4 real estate lessons from the 1%

While reading this article about the aggressive — and ostensibly legal — tax reduction strategies of Ronald S. Lauder (son of Estée), I was struck by this quote from University of Colorado law professor Victor Fleischer: “There’s real truth to the idea that the tax code for the 1 percent is different from the tax code for the 99 percent.”

The connotation? The super-rich have not only cash, but also elite access to loopholes and other advantages to which the 99 percent might aspire, but will never attain.

While the Occupy movement is on a mission to illuminate and shatter power imbalances between the 99 percent and the 1 percent, there’s another angle to take on the issue: Let’s call it the “If you can’t beat ’em, learn from ’em” school of thought.

Along those lines, here are four real estate lessons all of us can take from the 1 percent:

1. Take advantage of government programs/assistance. When the big banks — whose execs certainly belong to the 1 percent — began to experience the fallout of the subprime mortgage meltdown, they threw up their hands, pleaded their case, enrolled governmental advocates and got the bailouts we now know as the $700 billion Troubled Assets Relief Program, or TARP.

Yet many an individual American, whose personal finances have too much at stake to fail — at least as far as their household and local communities are concerned — struggle silently to make their monthly mortgage payment.

More than 20 million American households are upside down on their mortgages. The Obama administration‘s foreclosure avoidance program, Home Affordable Refinance Program (HARP), was designed to help 5 million homeowners refinance into lower interest rates and payments.

At last count, earlier this fall, HARP had actually helped only 62,500 seriously underwater homeowners, and fewer than 900,000 homeowners total — a number so low Congressional Republicans sought to wind the program down.
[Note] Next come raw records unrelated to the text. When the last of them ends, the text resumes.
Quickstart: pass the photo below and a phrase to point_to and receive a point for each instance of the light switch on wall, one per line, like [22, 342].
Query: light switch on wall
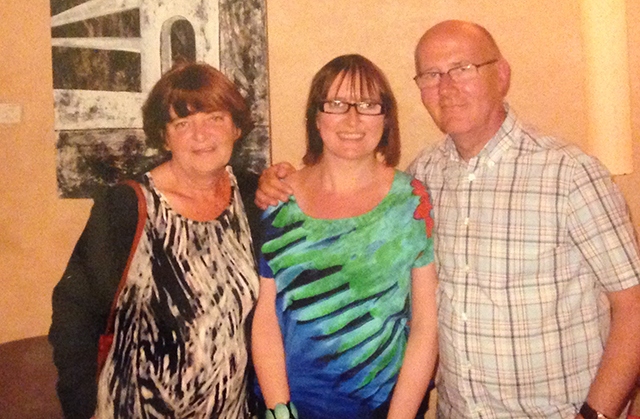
[10, 113]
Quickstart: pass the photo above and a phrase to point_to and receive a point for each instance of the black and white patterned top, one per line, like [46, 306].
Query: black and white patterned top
[180, 341]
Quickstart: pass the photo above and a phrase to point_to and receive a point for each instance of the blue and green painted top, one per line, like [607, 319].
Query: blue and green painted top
[343, 297]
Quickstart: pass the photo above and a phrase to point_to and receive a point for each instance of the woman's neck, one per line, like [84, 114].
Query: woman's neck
[196, 184]
[346, 176]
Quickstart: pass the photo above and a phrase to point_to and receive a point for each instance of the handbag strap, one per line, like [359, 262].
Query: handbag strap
[142, 218]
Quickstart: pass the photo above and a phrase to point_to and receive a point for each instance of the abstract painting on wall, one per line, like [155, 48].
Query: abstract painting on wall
[107, 55]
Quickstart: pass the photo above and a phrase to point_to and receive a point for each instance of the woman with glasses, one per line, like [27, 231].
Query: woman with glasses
[345, 324]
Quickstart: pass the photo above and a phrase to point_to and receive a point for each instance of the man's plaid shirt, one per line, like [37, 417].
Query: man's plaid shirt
[528, 236]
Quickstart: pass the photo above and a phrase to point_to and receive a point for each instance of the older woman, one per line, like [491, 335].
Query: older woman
[345, 325]
[180, 340]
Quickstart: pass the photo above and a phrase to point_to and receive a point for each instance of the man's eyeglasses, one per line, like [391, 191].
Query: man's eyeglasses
[459, 74]
[341, 107]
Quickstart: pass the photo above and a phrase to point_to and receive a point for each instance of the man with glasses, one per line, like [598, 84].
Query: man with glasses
[534, 249]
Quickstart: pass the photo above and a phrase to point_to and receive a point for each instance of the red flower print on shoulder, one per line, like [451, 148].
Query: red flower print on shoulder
[423, 212]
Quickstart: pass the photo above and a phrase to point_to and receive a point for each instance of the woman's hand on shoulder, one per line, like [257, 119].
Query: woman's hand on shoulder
[271, 186]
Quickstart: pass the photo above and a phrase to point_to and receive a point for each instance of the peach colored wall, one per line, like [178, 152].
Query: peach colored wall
[38, 230]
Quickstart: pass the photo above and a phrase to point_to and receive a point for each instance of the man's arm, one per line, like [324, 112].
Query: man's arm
[421, 353]
[600, 226]
[271, 187]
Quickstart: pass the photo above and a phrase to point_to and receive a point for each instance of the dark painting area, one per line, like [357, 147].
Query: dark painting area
[91, 156]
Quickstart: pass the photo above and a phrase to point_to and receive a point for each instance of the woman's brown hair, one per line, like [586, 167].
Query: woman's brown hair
[187, 89]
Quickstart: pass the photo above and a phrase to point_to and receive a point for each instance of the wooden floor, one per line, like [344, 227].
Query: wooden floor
[27, 380]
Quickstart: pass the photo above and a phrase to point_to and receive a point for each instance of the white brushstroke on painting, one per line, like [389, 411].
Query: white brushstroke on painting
[118, 109]
[115, 44]
[85, 109]
[92, 9]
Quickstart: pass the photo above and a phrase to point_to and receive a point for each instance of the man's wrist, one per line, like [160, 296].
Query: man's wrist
[588, 412]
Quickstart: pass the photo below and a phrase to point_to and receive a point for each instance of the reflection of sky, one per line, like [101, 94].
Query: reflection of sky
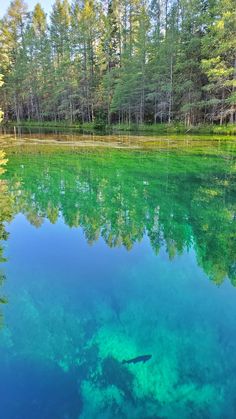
[46, 5]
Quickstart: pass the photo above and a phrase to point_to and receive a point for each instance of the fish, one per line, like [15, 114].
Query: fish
[142, 358]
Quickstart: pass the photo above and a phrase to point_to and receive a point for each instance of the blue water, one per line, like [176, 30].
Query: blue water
[107, 260]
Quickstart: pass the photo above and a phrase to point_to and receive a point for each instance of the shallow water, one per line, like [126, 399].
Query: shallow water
[109, 255]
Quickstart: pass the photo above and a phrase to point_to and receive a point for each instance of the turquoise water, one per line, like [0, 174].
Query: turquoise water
[110, 255]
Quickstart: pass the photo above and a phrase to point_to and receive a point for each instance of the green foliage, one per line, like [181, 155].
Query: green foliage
[127, 62]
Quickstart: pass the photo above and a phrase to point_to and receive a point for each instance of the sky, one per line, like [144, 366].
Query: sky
[46, 5]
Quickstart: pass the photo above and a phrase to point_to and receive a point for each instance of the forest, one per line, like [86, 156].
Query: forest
[126, 61]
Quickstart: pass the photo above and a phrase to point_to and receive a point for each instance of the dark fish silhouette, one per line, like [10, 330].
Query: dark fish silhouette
[142, 358]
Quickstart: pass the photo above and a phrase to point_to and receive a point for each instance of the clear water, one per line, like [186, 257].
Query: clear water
[110, 255]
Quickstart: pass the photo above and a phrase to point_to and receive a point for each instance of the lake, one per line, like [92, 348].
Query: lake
[114, 248]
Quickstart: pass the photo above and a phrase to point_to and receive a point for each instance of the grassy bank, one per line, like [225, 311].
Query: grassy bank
[229, 129]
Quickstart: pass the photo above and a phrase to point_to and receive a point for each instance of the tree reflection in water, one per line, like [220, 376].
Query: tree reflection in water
[121, 196]
[5, 215]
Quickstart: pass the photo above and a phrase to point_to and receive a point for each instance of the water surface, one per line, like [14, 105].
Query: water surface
[109, 254]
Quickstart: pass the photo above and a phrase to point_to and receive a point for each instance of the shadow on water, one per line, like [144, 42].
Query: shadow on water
[5, 216]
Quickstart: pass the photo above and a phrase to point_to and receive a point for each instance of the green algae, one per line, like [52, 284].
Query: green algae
[156, 294]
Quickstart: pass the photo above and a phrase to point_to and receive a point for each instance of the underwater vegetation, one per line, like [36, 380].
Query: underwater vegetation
[113, 306]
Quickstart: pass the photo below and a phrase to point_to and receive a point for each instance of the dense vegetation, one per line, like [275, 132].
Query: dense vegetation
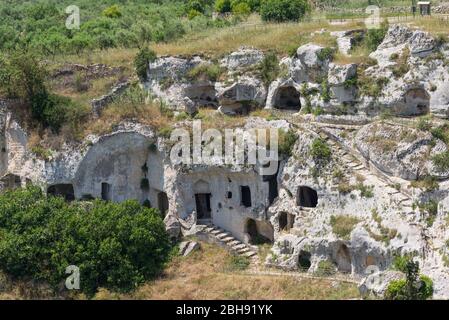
[115, 246]
[40, 25]
[415, 286]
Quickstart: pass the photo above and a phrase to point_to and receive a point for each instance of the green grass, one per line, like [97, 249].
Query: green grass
[343, 225]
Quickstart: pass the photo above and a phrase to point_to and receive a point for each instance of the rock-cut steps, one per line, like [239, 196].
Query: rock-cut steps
[227, 240]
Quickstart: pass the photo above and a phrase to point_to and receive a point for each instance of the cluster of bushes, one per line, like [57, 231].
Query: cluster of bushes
[115, 246]
[270, 10]
[415, 286]
[40, 25]
[240, 7]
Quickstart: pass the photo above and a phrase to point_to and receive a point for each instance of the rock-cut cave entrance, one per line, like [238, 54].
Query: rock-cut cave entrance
[287, 98]
[304, 262]
[255, 235]
[202, 95]
[417, 102]
[286, 221]
[62, 190]
[162, 202]
[343, 259]
[307, 197]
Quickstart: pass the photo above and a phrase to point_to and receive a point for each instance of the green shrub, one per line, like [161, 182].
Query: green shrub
[400, 262]
[343, 225]
[325, 91]
[287, 140]
[320, 150]
[142, 60]
[241, 9]
[193, 13]
[283, 10]
[374, 37]
[206, 71]
[326, 54]
[112, 12]
[41, 152]
[115, 246]
[325, 269]
[441, 132]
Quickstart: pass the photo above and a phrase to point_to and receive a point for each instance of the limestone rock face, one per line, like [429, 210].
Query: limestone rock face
[312, 57]
[399, 151]
[421, 43]
[439, 100]
[376, 284]
[339, 77]
[346, 39]
[187, 247]
[244, 57]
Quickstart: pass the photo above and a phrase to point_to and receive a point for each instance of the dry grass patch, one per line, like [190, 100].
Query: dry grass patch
[201, 276]
[283, 38]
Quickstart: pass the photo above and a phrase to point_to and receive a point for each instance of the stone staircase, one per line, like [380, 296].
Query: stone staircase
[227, 240]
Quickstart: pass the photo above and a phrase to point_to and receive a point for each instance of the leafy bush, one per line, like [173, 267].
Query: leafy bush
[325, 269]
[441, 161]
[326, 54]
[115, 246]
[141, 61]
[343, 225]
[223, 6]
[237, 263]
[269, 68]
[112, 12]
[287, 140]
[283, 10]
[24, 77]
[320, 150]
[413, 287]
[374, 37]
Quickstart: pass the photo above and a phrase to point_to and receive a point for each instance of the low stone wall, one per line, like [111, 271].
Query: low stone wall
[99, 104]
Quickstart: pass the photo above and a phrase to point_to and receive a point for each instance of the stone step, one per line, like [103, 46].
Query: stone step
[239, 246]
[243, 250]
[228, 239]
[249, 254]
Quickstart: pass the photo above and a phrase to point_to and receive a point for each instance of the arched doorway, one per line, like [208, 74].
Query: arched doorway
[202, 199]
[307, 197]
[62, 190]
[343, 259]
[286, 221]
[258, 232]
[162, 203]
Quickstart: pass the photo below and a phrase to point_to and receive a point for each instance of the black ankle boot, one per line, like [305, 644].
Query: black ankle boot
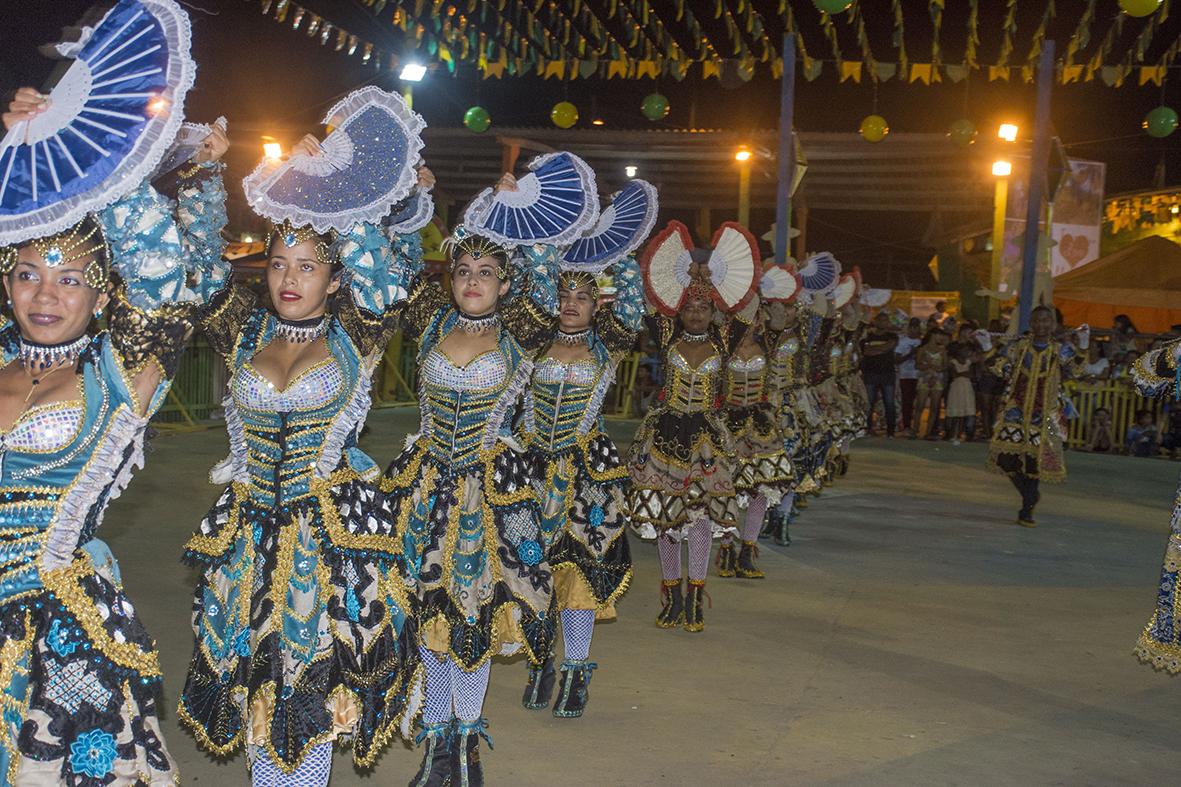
[467, 771]
[540, 687]
[436, 768]
[771, 526]
[672, 615]
[572, 694]
[746, 567]
[695, 605]
[725, 559]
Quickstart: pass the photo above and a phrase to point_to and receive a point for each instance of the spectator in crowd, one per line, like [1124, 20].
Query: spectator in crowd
[907, 374]
[1101, 430]
[1143, 435]
[960, 396]
[931, 363]
[1097, 366]
[878, 370]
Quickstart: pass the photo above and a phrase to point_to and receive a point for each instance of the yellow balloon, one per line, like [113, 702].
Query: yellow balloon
[874, 128]
[563, 115]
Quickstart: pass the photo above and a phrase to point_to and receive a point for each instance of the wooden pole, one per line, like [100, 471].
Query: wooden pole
[787, 154]
[1038, 163]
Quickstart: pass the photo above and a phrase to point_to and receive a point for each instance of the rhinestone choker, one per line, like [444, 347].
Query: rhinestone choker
[44, 356]
[478, 324]
[581, 337]
[301, 331]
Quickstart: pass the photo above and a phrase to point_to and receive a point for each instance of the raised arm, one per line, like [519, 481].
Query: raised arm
[618, 326]
[532, 311]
The Obama administration revised the program in hopes of helping more homeowners. (In 2009, the administration projected 4 million HARP refinances by fall 2011.)

The Main Street bailout is here and, whether you think it’s sufficient or not, it seems indisputable that it is vastly underutilized.

In an effort to get more help to the homeowners who need it, the Obama administration loosened up qualifying criteria; the revised guidelines just kicked in on Dec. 1, 2011. The 1 percent looks to the government when they are down on their luck; so should you.

2. Take full advantage of the tax code. Many members of the 99 percent have decried the complexity of the tax code and its loopholes that favor the rich. Lauder’s son, for example, has reportedly deferred or avoided tens of millions in federal taxes by donating art to his own foundations, deducting of property taxes on an extensive real estate portfolio, making massive charitable donations, and derivative stock transfers — deductions accessible only to those rich enough to own such assets in the first place!

Besides the better-known federal mortgage interest and property tax write-offs, there are numerous, less well-known deductions of which “99 percent-ers” should take full advantage.

Some areas allow renters to take a property tax credit. Similarly, homeowners who switch to solar or installing a tankless water heater can get the federal government to help pay via tax credits, some of which expire soon, others of which will be longer lived. It won’t line your pocket with millions, but every little bit helps.

3. Pay for professional advice when it counts. You’d be amazed at the number of buyers, sellers and homeowners I’ve heard reference real estate advice they received from their parents, their mechanic and the other moms at day care — and that doesn’t even begin to count the folks who try to distill insights just from a headline in the national nightly news or from a story they overheard at the hairdresser about the amazing deal they were able to negotiate (and, by the by, everyone exaggerates at the hairdresser!).

I assure you, Mr. Lauder pays a virtual army of attorneys and accountants a pretty penny for his tax advice. And the rest of us should make the appropriate investment in obtaining experienced, local, professional advice when it comes to making potentially life-changing real estate, mortgage and tax decisions.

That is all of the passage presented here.